Loading
Not only is it now easier to access ultra-processed foods than fresh foods, but we are being manipulated by increasingly sophisticated tactics.
Food companies spend billions of dollars each year advertising foods that confuse our bodies. The packaging is designed to dazzle us, while the flavours are created to activate a “bliss-point” in our mouths.
In his book, Hooked: Food, Free Will, and How the Food Giants Exploit Our Addictions, Michael Moss describes how something as simple and innocuous as pumpkin spice is traditionally made of cinnamon, nutmeg, cloves, and sometimes ginger. “Not so in processed food,” he writes. “Its pumpkin spice is simulated through the deployment of as many as eighty elements.”

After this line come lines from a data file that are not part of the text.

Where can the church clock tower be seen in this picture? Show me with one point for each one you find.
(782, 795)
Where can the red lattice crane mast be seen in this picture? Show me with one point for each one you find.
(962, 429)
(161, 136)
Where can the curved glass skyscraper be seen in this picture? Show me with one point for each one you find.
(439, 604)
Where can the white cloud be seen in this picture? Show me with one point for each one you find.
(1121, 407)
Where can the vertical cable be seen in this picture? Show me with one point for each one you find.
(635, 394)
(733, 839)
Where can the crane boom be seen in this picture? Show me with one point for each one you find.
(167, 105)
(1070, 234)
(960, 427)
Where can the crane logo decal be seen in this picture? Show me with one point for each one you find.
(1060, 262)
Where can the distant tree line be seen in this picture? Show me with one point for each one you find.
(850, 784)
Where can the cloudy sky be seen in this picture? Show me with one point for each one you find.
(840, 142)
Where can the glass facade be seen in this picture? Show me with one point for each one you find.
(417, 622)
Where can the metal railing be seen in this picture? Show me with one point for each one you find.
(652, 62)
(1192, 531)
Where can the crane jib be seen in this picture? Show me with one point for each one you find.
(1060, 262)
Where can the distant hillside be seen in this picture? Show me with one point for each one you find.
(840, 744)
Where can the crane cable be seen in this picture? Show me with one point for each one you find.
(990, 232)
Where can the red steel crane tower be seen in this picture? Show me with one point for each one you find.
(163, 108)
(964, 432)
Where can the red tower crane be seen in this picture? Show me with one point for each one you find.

The amplified flavour hit is thought to trigger a spike in dopamine production, making ultra-processed foods highly addictive, despite not delivering the nutrients we need. So, our bodies remain “hungry” for the nourishment they require to be healthy, while our brain and palate remain hungry for another hit. This is why obesity is sometimes referred to as a paradoxical disease of malnutrition: our bodies might be consuming too much energy, but they are starved of what they actually need.
That’s before you consider that research has found if you match an ultra-processed diet and an unprocessed diet for calories and macronutrients (fat, carbohydrate, sugar, salt, protein and fibre), our bodies respond very differently.
Those on the unprocessed diet have higher levels of appetite suppressing hormones and lower levels of hunger hormones, while those on the ultra-processed diets experience the opposite: lower levels of appetite suppressing hormones and higher levels of hunger hormones.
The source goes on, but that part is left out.